GSRush
1
for(n=2; n<1024; n=n*2){
if(threadIdx.x<(1024/n)){
if(n==2){
if(shared[threadIdx.x*2]>shared[threadIdx.x*2+1]){
printf(" n=%i tr=%i shared[%i]=%i|shared[%i]=%i \n",n, threadIdx.x, threadIdx.x*2,shared[threadIdx.x*2],threadIdx.x*2+1,shared[threadIdx.x*2+1]);
swap(shared[threadIdx.x+n/2-1],shared[threadIdx.x+n-1]);
}
}
else{
if(shared[threadIdx.x+n/2-1]>shared[threadIdx.x+n-1]){
printf(" n=%i tr=%i shared[%i]=%i|shared[%i]=%i \n",n, threadIdx.x, threadIdx.x+n/2-1,shared[threadIdx.x+n/2-1],threadIdx.x+n-1,shared[threadIdx.x+n-1]);
swap(shared[threadIdx.x+n/2-1],shared[threadIdx.x+n-1]);
}
}}
__syncthreads();
start in a mode of emulation
and have:
DenisR
2
indentation is a bit confusing, but as far as I can see you want to put it in the for loop, since you are manipulating shared memory
GSRush
3
I need to find the maximal element from a array
I try to make as in “bitonic merge”
2 4 5 8 1 2 6 5 4 8 2 2 3
–4—8—2—6—8—2–
------8--------6--------8
----------------8---------
its simple, but not understand yet…
per one block 512 threads = 1024 numbers…
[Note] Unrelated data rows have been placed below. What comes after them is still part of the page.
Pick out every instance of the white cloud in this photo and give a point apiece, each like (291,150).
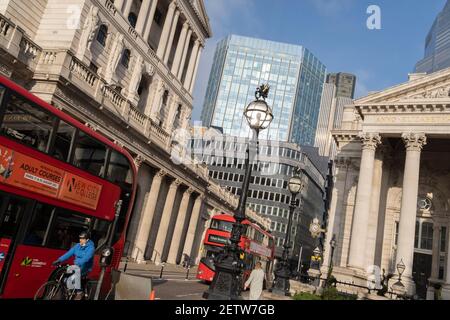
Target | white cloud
(331,7)
(362,88)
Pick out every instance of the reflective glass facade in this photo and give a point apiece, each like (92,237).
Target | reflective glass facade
(295,77)
(437,44)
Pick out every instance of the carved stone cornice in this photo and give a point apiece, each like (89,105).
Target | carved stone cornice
(189,191)
(175,184)
(431,86)
(370,140)
(414,141)
(139,160)
(342,162)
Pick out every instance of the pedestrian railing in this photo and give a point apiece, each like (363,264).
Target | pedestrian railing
(349,288)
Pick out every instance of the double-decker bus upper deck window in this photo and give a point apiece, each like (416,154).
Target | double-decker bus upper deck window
(2,95)
(63,140)
(89,154)
(66,228)
(27,123)
(119,170)
(59,228)
(221,225)
(39,226)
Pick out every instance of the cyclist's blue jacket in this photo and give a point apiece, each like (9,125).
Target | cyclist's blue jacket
(84,256)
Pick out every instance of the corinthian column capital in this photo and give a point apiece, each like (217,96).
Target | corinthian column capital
(370,141)
(414,141)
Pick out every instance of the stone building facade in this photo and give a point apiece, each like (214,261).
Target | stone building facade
(390,200)
(125,68)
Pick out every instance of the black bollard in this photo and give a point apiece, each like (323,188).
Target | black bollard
(187,273)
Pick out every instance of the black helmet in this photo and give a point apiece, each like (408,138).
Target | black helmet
(84,235)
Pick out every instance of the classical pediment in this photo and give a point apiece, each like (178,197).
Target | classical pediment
(432,88)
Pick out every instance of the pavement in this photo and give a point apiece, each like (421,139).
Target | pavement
(177,284)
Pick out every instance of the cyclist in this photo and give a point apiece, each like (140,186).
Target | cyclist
(84,259)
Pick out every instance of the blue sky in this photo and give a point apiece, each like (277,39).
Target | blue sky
(334,30)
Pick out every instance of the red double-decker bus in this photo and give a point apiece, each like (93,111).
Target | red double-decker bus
(57,178)
(257,244)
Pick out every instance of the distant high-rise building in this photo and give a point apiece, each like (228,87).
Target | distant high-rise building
(437,44)
(345,84)
(268,193)
(296,78)
(337,93)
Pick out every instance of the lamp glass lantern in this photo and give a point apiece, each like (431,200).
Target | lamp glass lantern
(333,242)
(401,268)
(295,185)
(258,115)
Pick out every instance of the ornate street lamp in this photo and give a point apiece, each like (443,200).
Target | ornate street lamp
(281,284)
(227,282)
(398,287)
(330,268)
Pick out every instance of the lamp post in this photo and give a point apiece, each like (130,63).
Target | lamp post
(330,268)
(283,273)
(227,284)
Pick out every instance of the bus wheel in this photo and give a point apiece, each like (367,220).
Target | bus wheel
(50,291)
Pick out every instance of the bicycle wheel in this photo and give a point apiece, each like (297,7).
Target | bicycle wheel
(51,290)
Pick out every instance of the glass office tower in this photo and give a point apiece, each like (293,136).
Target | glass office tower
(296,79)
(437,44)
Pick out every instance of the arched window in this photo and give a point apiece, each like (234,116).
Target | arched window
(132,19)
(125,61)
(102,34)
(165,98)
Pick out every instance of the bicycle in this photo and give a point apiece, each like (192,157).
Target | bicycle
(56,289)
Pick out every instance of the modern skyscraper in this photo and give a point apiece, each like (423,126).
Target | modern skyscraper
(268,193)
(345,84)
(294,74)
(337,93)
(437,44)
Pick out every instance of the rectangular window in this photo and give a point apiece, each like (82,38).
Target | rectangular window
(396,232)
(27,123)
(443,239)
(38,230)
(63,141)
(426,241)
(119,170)
(89,155)
(416,238)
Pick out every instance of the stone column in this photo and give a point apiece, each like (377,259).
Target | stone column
(166,31)
(194,76)
(201,246)
(188,243)
(191,65)
(435,259)
(147,218)
(183,57)
(127,9)
(180,48)
(176,239)
(374,210)
(446,287)
(143,16)
(370,142)
(436,251)
(341,166)
(171,37)
(151,16)
(165,220)
(414,143)
(119,4)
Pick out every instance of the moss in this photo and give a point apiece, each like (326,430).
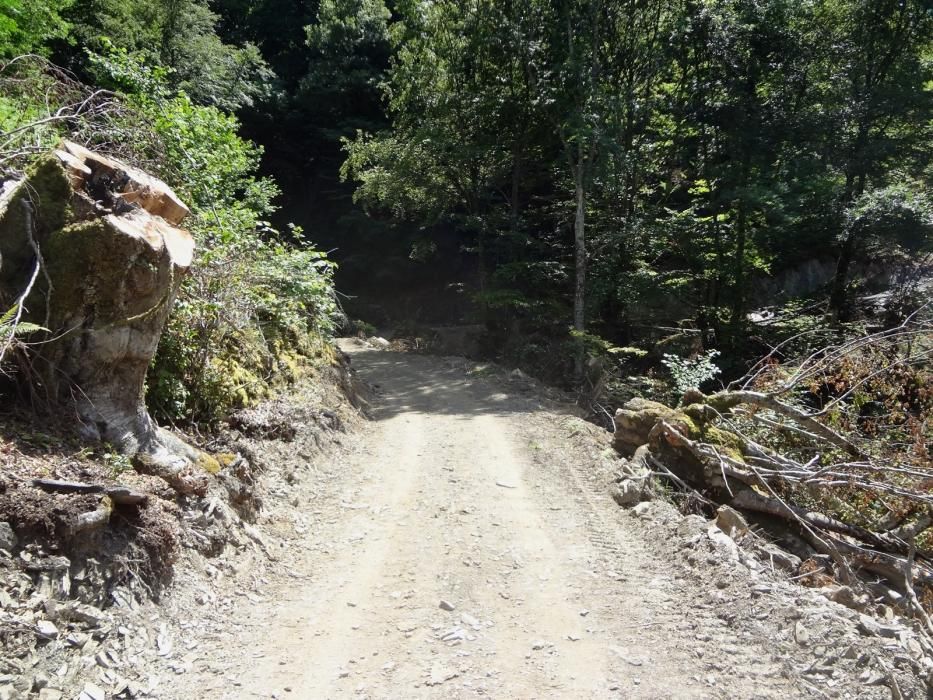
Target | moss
(696,421)
(207,463)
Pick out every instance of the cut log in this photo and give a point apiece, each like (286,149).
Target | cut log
(119,495)
(125,183)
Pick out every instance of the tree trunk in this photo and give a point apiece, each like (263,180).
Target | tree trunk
(579,292)
(112,257)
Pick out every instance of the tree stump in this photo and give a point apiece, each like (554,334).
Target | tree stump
(97,244)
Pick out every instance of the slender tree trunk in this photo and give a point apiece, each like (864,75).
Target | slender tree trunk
(838,300)
(579,237)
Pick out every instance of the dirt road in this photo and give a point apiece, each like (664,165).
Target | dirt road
(461,554)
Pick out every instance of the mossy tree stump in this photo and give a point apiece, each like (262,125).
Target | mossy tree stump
(107,241)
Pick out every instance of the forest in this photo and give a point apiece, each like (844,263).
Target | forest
(585,179)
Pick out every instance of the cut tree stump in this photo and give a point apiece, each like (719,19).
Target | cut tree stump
(98,246)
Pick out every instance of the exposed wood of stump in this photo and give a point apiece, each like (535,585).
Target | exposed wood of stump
(112,259)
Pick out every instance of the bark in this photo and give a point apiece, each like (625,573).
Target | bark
(579,237)
(112,259)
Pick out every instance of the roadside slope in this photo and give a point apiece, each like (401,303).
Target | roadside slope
(451,497)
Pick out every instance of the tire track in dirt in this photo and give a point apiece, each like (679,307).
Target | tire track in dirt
(452,499)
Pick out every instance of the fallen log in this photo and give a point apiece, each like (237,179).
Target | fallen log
(119,495)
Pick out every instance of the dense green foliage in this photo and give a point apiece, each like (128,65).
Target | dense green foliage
(697,148)
(611,177)
(258,307)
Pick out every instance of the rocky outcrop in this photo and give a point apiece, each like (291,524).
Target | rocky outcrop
(97,247)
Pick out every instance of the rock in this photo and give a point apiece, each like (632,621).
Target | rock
(801,634)
(776,556)
(635,420)
(457,634)
(441,674)
(8,539)
(88,614)
(846,596)
(629,492)
(691,526)
(46,629)
(731,522)
(723,542)
(659,511)
(869,626)
(92,692)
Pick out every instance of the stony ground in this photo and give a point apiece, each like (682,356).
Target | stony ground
(463,543)
(467,547)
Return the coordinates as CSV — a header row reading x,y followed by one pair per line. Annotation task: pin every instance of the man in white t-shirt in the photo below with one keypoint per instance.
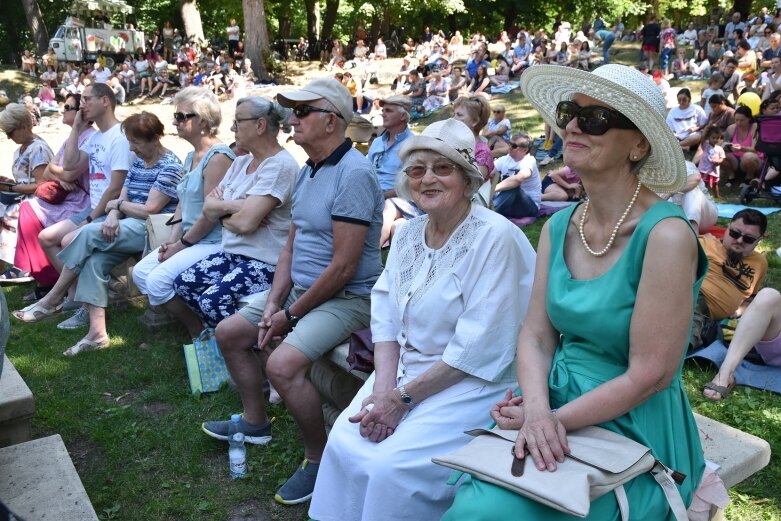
x,y
520,189
108,155
233,31
101,73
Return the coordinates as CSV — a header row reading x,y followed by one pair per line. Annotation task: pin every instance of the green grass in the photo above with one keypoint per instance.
x,y
133,429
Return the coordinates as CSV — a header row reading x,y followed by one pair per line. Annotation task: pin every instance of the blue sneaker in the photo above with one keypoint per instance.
x,y
299,487
254,434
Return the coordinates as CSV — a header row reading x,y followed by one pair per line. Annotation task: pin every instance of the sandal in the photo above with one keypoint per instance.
x,y
723,391
35,312
14,276
85,344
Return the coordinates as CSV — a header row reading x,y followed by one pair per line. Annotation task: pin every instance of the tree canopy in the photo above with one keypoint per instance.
x,y
341,18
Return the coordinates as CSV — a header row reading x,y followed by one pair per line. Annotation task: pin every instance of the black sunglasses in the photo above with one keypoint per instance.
x,y
181,117
302,111
593,119
747,239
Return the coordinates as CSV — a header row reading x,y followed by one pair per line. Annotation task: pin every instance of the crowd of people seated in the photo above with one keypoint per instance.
x,y
142,75
302,245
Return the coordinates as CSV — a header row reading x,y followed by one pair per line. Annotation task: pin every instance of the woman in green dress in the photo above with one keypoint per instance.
x,y
611,308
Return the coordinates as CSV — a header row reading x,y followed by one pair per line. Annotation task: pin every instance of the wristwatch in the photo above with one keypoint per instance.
x,y
405,397
292,320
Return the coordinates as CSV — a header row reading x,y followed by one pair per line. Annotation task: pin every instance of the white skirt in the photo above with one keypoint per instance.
x,y
395,479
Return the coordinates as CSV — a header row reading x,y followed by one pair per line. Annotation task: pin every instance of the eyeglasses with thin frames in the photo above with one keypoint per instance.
x,y
439,170
181,117
747,239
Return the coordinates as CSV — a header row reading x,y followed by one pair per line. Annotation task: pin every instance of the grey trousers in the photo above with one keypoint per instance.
x,y
93,258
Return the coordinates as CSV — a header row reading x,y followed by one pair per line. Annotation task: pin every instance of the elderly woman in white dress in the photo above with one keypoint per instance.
x,y
444,314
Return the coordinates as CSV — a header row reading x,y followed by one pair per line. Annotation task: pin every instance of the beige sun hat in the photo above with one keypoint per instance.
x,y
449,138
323,88
626,90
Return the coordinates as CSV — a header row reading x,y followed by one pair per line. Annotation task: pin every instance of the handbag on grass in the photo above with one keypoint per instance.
x,y
52,192
158,229
206,368
600,461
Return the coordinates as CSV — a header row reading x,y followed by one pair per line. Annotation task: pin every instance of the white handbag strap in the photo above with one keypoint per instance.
x,y
662,475
623,502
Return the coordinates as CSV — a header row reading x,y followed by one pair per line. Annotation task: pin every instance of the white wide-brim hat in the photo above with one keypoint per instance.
x,y
626,90
449,138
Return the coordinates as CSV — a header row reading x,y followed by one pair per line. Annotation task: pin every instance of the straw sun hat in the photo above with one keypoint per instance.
x,y
626,90
449,138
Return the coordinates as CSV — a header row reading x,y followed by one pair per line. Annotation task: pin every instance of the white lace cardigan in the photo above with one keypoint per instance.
x,y
463,303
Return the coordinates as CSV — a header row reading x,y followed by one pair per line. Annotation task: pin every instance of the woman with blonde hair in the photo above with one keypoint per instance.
x,y
193,236
27,167
609,272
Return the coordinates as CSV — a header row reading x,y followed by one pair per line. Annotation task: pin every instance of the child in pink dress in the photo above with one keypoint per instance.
x,y
712,157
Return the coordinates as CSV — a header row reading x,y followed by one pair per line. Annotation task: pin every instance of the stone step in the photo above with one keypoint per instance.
x,y
39,482
17,406
739,454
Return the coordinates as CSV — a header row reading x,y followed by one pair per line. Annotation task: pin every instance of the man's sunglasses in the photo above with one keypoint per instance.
x,y
181,117
747,239
593,119
302,111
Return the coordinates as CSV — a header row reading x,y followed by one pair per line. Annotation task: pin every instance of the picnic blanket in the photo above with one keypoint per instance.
x,y
727,211
758,376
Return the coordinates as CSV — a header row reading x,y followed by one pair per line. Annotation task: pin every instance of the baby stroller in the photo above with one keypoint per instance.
x,y
769,143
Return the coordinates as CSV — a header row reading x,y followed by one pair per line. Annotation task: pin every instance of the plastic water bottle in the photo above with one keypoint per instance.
x,y
237,452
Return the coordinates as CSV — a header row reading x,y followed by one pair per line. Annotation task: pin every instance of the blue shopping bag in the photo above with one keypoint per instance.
x,y
205,365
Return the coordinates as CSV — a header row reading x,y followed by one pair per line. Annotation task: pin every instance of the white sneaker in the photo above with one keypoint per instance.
x,y
79,319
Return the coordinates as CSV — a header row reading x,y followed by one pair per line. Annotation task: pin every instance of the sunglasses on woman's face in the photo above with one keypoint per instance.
x,y
747,239
181,117
593,119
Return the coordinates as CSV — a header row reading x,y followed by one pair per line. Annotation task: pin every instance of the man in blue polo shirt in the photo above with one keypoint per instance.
x,y
384,151
321,288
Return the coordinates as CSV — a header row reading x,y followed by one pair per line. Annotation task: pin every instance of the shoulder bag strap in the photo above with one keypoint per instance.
x,y
662,475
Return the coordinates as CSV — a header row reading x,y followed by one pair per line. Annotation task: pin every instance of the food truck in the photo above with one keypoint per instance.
x,y
86,33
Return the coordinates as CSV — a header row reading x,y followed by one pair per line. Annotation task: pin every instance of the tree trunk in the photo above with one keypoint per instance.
x,y
313,27
331,9
14,44
37,27
191,18
510,15
743,7
256,35
283,17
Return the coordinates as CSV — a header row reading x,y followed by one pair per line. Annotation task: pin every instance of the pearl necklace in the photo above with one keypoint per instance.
x,y
615,229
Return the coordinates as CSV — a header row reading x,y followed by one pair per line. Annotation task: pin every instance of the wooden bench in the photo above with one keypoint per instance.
x,y
16,406
738,454
39,482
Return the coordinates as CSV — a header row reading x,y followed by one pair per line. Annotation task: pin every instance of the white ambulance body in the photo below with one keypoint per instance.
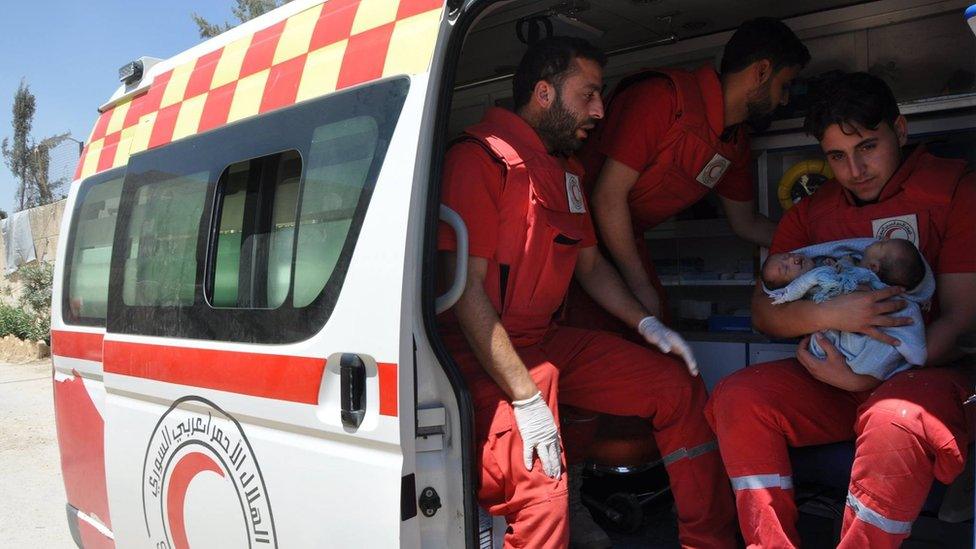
x,y
243,328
and then 1024 * some blocks,
after doing same operation, like with threads…
DenisR
4
If you want to find the maximum, you just need to adjust the reduction sample.
Change +'s into fmaxf()'s and you’re done.
GSRush
5
I and have made like you say :)